# Install Redhat from HDD ??



## damngoodman999 (Jul 3, 2011)

I Doing some corporate training , in that we dont have much cd drivers in our lab , So we install it from HDD which is already running windows XP .

Here its ,


i need to first convert the Fat32 to ext3 , wat shall i do ??

to make ext3  visible in windows XP ?

Need to install without error &  we want to create Logical volumes & software raid !


----------



## Liverpool_fan (Jul 3, 2011)

Redhat? You mean the old RHLs or RHEL? 

1. I never thought it was possible to convert a FAT32 partition to ext3 WITHOUT losing data. Quick googling confirms that as well. But if you find a way, please share with us here. 

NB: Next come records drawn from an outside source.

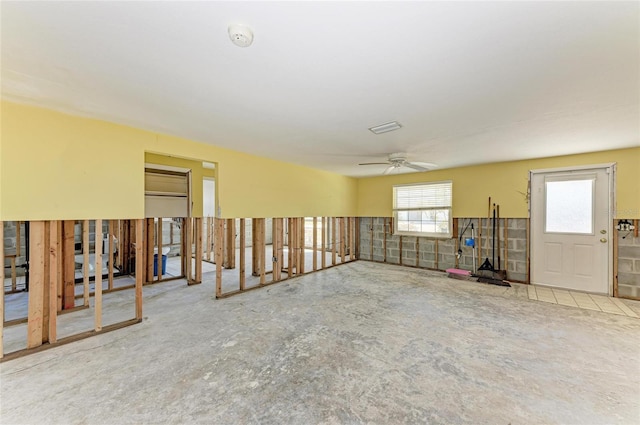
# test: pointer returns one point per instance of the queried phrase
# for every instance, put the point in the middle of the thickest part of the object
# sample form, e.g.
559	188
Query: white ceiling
470	82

2. Ext2Fsd Project Tried that long ago, no recent experience with it though.

3. That's pretty simple to do. Do check out the official Red Hat guides.


----------



## Prime_Coder (Jul 4, 2011)

1) Conversion from FAT32 to Ext3 will format your partition. So backup your data from that drive before installation. If you have clean (blank) partition, then no problem, follow the installation procedure. It will do the remaining.

2) Ext2Fs is a nice option, but i never really liked it.  I had faced problems while accessing ext3 partition from it. The better option is Linux_Reader from DiskInternals.

3) Before installations, go through the manuals and online documentation for error free installation.


----------



## desiibond (Jul 4, 2011)

why don't you setup your windows host as FTP server and then do a network install of RedHat using the windows FTP server and install server. 

another way is to install RH as a virtual server in windows and use it for NFS or HTTP install server.


----------



## damngoodman999 (Jul 4, 2011)

desiibond said:


> why don't you setup your windows host as FTP server and then do a network install of RedHat using the windows FTP server and install server.
> 
> another way is to install RH as a virtual server in windows and use it for NFS or HTTP install server.



Thanks for info , but we dont have a server , its only 2 weeks contract in college so they provide only 10 system for 10 people !



Liverpool_fan said:


> Redhat? You mean the old RHLs or RHEL?
> 
> 1. I never thought it was possible to convert a FAT32 partition to ext3 WITHOUT losing data. Quick googling confirms that as well. But if you find a way, please share with us here.
> 
> ...



Its EL5 rite ! 

No problem for loosing data , but i need to format in windows itself converting fat32 to Ext2/3 ?

then i can explore ext2 in windows using EXPLORE2FS tool !


All i need is tool to convert fat32 to ext2/3 ??


----------



## Neuron (Jul 4, 2011)

Isn't it possible to install from a usb device?


----------



## hellknight (Jul 4, 2011)

Don't go for ext2.. it doesn't supports journaling & is more prone to errors.. Stick with ext3 it is tried & tested..

*For installation from HDD, try this *
4.6.Â Installing from a Hard Drive

*For creating a ext2/3 drive in Windows use this*
Best FREE Partition Manager Freeware for Windows 2000/XP/Vista/7 32 bit & 64 bit. EASEUS free Partition Manager Software Home Edition.

This guide that i'm giving you is basically a CentOS guide. It is same as RHEL except for the artwork.


----------



## damngoodman999 (Jul 5, 2011)

Neuron said:


> Isn't it possible to install from a usb device?



tried But EL5 gives many errors , sometimes it doesn't even boot up



hellknight said:


> Don't go for ext2.. it doesn't supports journaling & is more prone to errors.. Stick with ext3 it is tried & tested..
> 
> *For installation from HDD, try this *
> 4.6.Â*Installing from a Hard Drive
> ...



For partition am going to try paragon partitioning manager   -- anyone tried that ?? need advice on partitioning tool ?


----------



## desiibond (Jul 5, 2011)

damngoodman999 said:


> Thanks for info , but we dont have a server , its only 2 weeks contract in college so they provide only 10 system for 10 people !



You misunderstood my post. by server, I didn't mean those black ugly monster machines. I meant to turn one of the XP desktops into FTP server or install vmware on one of those, install RHEL inside vmware and make it install server.


----------



## damngoodman999 (Jul 6, 2011)

desiibond said:


> You misunderstood my post. by server, I didn't mean those black ugly monster machines. I meant to turn one of the XP desktops into FTP server or install vmware on one of those, install RHEL inside vmware and make it install server.



Yup gotcha ! will try today no probs !


----------